Over a dozen teams of the National Hockey League (NHL), including the New Jersey Devils, have worked with EA Sports’ “NHL 20” to bring simulated games on every scheduled game night to fans during the pandemic.

With an assist from its content and marketing team, the Devils were able to treat these games just like any other in person.

The three-time Stanley Cup-winning team was able to get Matt Loughlin, its radio announcer, to commentate the game, which had sponsored happenings from M&Ms, PSE&G, Investors Bank and RWJBarnabas Health throughout, and hold postgame interviews with players regarding their virtual performance.

The Washington Capitals are another team that has integrated “NHL 20” into their season, becoming the first club to build and air broadcasts centered around simulated games on their regional sports network, NBC Sports Washington.

Alex Ovechkin of the Capitals went head-to-head with hockey legend Wayne Gretsky on “NHL 20” in mid-April to raise funds for relief efforts related to COVID-19.

The showdown, which had over 300,000 viewers on Twitch, ended up raising over $40,000, with half going to the Edmonton Food Bank and the other half to MSE Foundation’s Feeding the Frontlines fund.

The NHL expects to move to “Phase 2” of reopening in mid-June with the reopening of team facilities, which will only allow six players to be within them at a time.

The National Association for Stock Car Auto Racing (NASCAR) joined forces with Fox Sports and simulation program iRacing to create the eNASCAR iRacing Pro Invitational Series, the first virtual races to be televised live on a Fox network.

The races, which featured the stock-car racing organization’s drivers and dignitaries, took place every Sunday from the end of March to early May.

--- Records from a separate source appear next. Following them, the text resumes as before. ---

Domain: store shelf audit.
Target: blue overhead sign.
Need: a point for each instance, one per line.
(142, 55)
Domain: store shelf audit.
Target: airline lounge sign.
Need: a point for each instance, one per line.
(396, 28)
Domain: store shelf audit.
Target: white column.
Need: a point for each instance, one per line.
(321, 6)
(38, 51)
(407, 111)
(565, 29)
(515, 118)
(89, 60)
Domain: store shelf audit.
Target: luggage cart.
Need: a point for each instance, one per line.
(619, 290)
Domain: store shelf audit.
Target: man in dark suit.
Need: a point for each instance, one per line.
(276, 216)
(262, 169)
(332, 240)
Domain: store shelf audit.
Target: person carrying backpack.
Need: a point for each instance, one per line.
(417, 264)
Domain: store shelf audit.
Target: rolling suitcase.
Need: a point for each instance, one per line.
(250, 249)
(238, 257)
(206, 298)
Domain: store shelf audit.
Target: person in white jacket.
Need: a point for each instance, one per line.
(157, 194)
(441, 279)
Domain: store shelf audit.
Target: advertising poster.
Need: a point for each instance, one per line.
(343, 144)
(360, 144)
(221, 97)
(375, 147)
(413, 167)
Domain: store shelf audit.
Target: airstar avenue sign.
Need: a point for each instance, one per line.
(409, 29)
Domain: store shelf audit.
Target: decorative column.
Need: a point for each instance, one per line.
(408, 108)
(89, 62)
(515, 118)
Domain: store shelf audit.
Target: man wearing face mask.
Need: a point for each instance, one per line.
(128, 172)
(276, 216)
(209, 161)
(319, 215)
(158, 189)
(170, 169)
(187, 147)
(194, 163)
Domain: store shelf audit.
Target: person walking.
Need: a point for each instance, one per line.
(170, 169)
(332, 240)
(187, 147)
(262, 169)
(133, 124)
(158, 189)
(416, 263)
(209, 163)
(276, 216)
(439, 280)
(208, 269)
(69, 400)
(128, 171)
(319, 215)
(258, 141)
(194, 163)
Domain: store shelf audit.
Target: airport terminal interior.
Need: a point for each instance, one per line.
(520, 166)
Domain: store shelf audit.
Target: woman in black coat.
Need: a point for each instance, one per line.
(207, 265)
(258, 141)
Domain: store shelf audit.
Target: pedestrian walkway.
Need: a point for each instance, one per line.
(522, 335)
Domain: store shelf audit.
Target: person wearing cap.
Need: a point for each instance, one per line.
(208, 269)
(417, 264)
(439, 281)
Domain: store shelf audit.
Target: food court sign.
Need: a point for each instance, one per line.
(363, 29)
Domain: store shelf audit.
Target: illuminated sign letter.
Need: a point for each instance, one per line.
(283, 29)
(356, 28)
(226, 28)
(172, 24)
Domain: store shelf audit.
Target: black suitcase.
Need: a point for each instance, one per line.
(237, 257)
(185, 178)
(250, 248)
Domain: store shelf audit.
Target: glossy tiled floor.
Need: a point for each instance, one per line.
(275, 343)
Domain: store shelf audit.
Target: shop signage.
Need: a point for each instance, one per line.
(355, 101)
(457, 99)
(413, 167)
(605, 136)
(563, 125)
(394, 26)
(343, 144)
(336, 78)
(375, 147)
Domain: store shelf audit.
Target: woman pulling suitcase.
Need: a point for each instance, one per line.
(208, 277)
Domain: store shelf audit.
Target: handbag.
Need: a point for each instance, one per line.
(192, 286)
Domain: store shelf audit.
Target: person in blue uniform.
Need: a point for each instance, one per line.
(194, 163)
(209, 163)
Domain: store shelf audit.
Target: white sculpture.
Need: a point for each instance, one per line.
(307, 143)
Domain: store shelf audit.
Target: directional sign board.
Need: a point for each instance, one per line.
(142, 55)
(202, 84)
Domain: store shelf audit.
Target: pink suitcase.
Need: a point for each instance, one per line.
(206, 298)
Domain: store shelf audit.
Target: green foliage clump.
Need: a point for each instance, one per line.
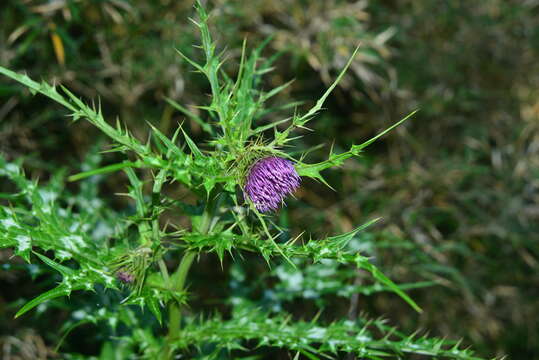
(86, 244)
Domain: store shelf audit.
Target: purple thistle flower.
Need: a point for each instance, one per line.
(125, 277)
(269, 181)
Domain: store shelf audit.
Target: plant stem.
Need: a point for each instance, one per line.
(177, 281)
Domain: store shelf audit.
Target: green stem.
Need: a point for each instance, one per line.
(178, 281)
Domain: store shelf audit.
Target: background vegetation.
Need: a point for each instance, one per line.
(457, 186)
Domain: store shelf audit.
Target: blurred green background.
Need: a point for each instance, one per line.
(457, 186)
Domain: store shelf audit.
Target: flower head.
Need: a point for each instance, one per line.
(269, 181)
(125, 276)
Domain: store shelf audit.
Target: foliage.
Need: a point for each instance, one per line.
(35, 222)
(455, 188)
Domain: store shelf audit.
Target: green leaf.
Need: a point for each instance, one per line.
(60, 290)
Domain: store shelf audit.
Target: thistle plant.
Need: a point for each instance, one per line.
(240, 178)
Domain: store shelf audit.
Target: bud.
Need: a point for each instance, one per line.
(269, 181)
(125, 277)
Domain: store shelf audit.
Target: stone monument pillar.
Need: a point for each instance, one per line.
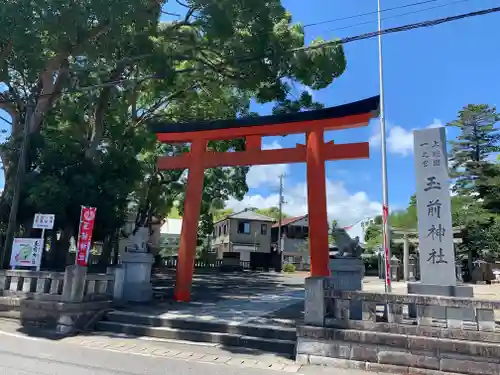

NASCAR returned to physical racing with a series of seven races in mid-to-late May, with three at South Carolina’s Darlington Raceway and four at North Carolina’s Charlotte Motor Speedway, the latter of which also held the Coca-Cola 600 on May 24.

The National Basketball Association (NBA) also virtually adapted with the times, as it, in collaboration with game developer 2K and the National Basketball Players Association (NBPA), formed the NBA 2K Players Tournament, which saw Kevin Durant, Trae Young and other players compete against each other on “NBA 2K20.”

Devin Booker of the Phoenix Suns won the tournament, which aired on ESPN from April 3 to 11, gaining bragging rights and a $100,000 donation to a charity of his choosing.

The NBA 2K League, the competitive scene for “NBA 2K” games, resumed on May 5 after postponing the start of its season back in mid-March.

On the other hand, the NBA itself plans on restarting its 2020 season at Disney’s ESPN Wide World of Sports Complex in Orlando, Florida, in late July.

What’s next for sports

As a result of the reduction in traditional sporting events due to the coronavirus, people have started questioning whether or not the world will have as many big-time sporting events once a vaccine is readily available to the public.

Thomas Bach, president of the International Olympic Committee, addressed these concerns about a post-coronavirus world in a letter to the Olympic Movement on April 29.

“What is clear [about this world], however, is that probably none of us will be able to sustain every single initiative or event that we were planning before this crisis hit,” he stated. “We shall also have to consider what social distancing may mean for our relations with e-sports.”

Bach went on to quote a recent IOC statement, urging stakeholders not only to consider how to govern virtual renditions of their sport but also to look into working with game publishers.

This statement sided with the multitude of success the industry has seen during the pandemic could very well see the beginnings of a new era of sports history: one that will see its stadiums replaced by pixels on a television screen.